Blogs are the hottest thing going these days when it comes to marketing on the Internet. A blog is a way of delivering your messages and articles to clients. A blog is a type of website, more personal, easy to create and far less expensive than traditional web sites.
Just when you thought you were mastering the tasks of websites updating, and creating an email newsletter, along comes blogging, and you have to ask yourself:
• Do I really need a blog?
• Isn’t an email ezine or newsletter doing the same thing?
• Should I do both?
• Are these two marketing tools going to eat up all my time, energy and money?
• What’s the best way to spend my resources to get clients and results from my marketing efforts?
Here are ten reasons why you should pay attention to the blogging revolution and do both and ezine and a blog.
1. Because a blog is web based, it is published instantaneously every time you post.
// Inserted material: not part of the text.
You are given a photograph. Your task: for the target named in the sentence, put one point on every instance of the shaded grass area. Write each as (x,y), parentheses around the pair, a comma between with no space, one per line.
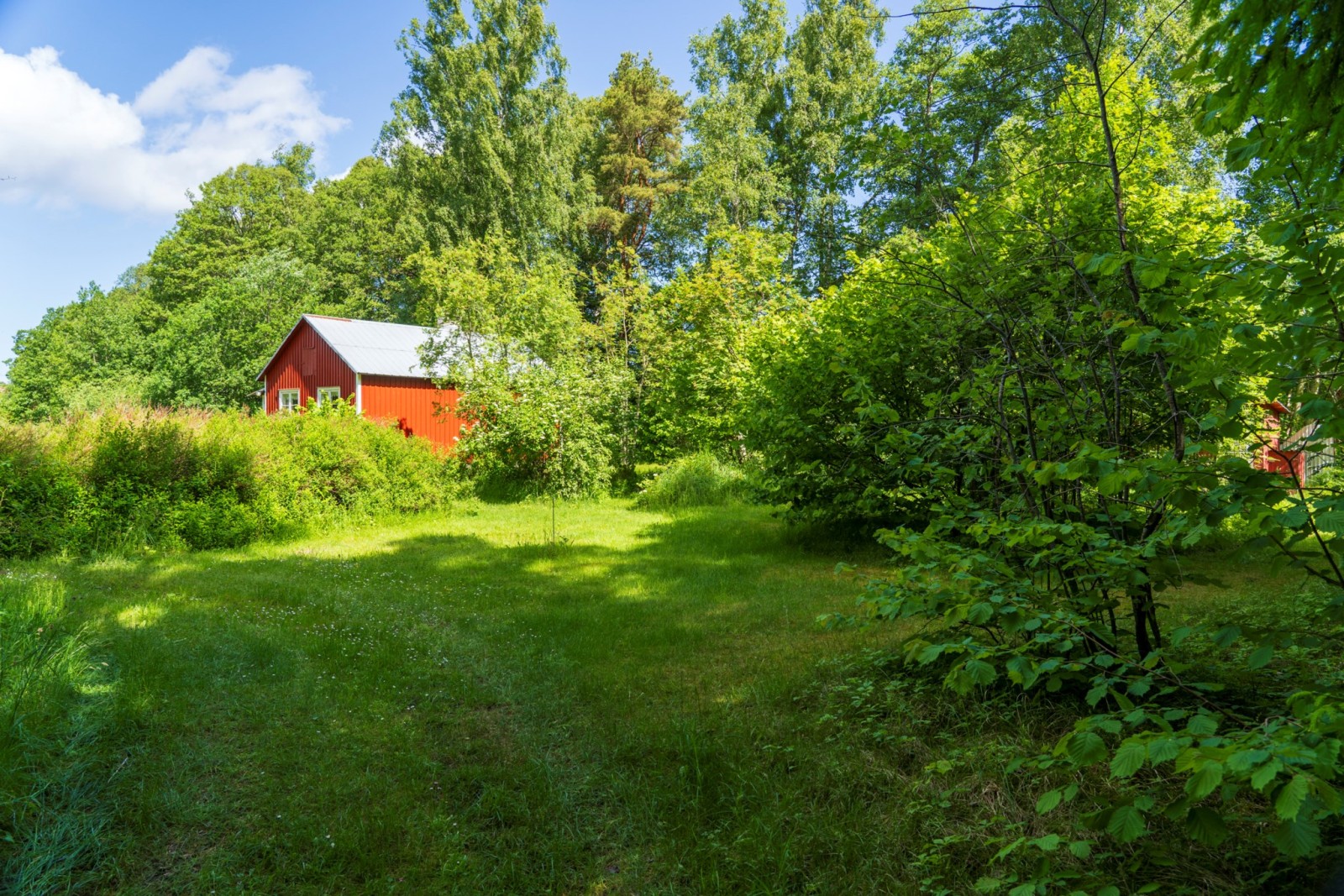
(454,705)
This allows you to be spontaneous with issues that affect your readers/clients.
2. Because blog posts are spontaneous, they tend to be more informal, friendly, and conversational. Blog posts show your personality. Your readers/clients need to know who you are before they will invest in your services. Providing both an ezine and a blog allows your readers to get to know you better.
3. You can set up a subscription form on your blog and your subscribers will get a notice in their inboxes each time you post something new. This is a great way around the spam filter problem which blocks so many ezines and legitimate messages.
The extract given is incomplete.